Clinton ‘no confidence’ in Good Friday deal

BILL CLINTON’S decision to pull out of a Belfast conference marking the 10th anniversary of the Good Friday Agreement is a vote of no confidence in it, a leading unionist claimed yesterday.

Following the announcement by the US Ireland Alliance that the former US president had withdrawn from the event next month because of changes to his schedule, Democratic Unionist Ian Paisley Junior claimed it was recognition by him that the accord was flawed.

“The decision by Bill Clinton not to attend any celebrations on the Belfast Agreement is a vote of no confidence in the failed Belfast Agreement,” the North Antrim MLA argued.

“If the agreement was the pinnacle of his foreign policy success — as stated by some overblown commentators — Bill Clinton would already be here basking in the collective glow and indeed his wife would be with him, benefiting from the political advantage offered during a presidential campaign that appears to be feeling the pinch.
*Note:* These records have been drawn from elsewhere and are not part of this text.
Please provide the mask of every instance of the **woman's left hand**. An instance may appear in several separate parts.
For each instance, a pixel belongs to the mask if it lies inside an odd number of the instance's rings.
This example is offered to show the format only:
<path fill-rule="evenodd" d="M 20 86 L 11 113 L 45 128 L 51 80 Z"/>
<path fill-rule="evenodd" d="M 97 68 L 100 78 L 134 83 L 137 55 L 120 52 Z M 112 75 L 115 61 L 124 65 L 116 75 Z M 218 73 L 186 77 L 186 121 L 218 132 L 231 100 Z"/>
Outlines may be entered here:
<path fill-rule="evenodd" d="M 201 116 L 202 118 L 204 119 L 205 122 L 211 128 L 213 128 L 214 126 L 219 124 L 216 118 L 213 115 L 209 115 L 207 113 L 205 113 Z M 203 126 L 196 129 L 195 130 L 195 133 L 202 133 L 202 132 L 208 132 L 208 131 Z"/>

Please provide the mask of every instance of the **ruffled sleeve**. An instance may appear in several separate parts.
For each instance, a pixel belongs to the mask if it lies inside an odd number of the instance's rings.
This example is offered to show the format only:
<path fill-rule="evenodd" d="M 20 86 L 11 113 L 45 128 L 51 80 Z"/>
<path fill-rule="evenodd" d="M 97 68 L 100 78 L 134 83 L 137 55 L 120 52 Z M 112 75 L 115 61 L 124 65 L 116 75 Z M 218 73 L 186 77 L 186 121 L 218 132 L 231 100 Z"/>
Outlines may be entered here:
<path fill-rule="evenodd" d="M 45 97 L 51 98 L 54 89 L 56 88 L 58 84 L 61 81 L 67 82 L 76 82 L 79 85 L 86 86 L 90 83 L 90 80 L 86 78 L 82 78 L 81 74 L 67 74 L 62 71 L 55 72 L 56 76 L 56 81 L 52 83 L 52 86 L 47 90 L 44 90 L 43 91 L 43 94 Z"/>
“His decision to put other domestic matters first shows two things — firstly that the presidential campaign by his wife requires his support and priority at home, not abroad, and secondly that he recognises that the agreement was not the final solution, but was in fact flawed and required the major changes negotiated by the DUP at St Andrews some years later.

“I welcome his decision to play down the celebrations. It is a reality check and a signal that the agreement, far from solving Ulster’s crisis, had to ultimately be solved itself.”

The US Ireland Alliance’s event on April 10 will have contributions from participants in the Good Friday Agreement talks, including Senator George Mitchell, who chaired them, Taoiseach Bertie Ahern, Stormont Deputy First Minister Martin McGuinness and Welsh Secretary Paul Murphy.

Other speakers will include Nobel Peace Prize laureate John Hume, Sinn Féin president Gerry Adams, Ulster Unionist leader Reg Empey, nationalist SDLP leader Mark Durkan, Progressive Unionist leader Dawn Purvis, Northern Ireland’s Chief Human Rights Commissioner Monica McWilliams, Independent Monitoring Commission member John Alderdice, former Foreign Minister David Andrews, former junior minister Liz O’Donnell and loyalist Davy Adams.

With Mr Clinton heavily involved in his wife Hillary’s bid for the White House, there was speculation yesterday that her campaign had taken precedence.

The conference will take place just 12 days ahead of the vital Democratic primary in Pennsylvania — a state Ms Clinton must win in her contest with Barack Obama for her party’s presidential nomination. It is understood Mr Clinton cited changes to schedule as his reason for pulling out.

Ten years ago, the Democratic Unionists stayed out of negotiations which led to the Good Friday Agreement but had a central role in the forging, eight years later, of the St Andrews Agreement in Scotland which led to the formation of the current power-sharing executive at Stormont.

DUP members claim the St Andrews Agreement superseded the Good Friday Agreement.

However, this has been dismissed by SDLP leader Mark Durkan.

“Those kind of comments are a cross between a fig leaf and a figment of DUP imaginations,” the Foyle MP claimed.

“The St Andrews Agreement was the sugar for the medicine provided by the Good Friday Agreement.

“Sure there were changes in St Andrews but rather than change the architecture of the Good Friday Agreement, what we have seen is the DUP and Sinn Féin alter some of the fittings and fixtures — changes the DUP may well end up regretting.”

Mr Durkan added: “The Good Friday Agreement has stood the test of time.

“At the time we said it provided for partnership and cooperation, not just between nationalist and unionist, but for those who voted ‘yes’ in the referendum and those who voted ‘no’, and that is how things have turned out.”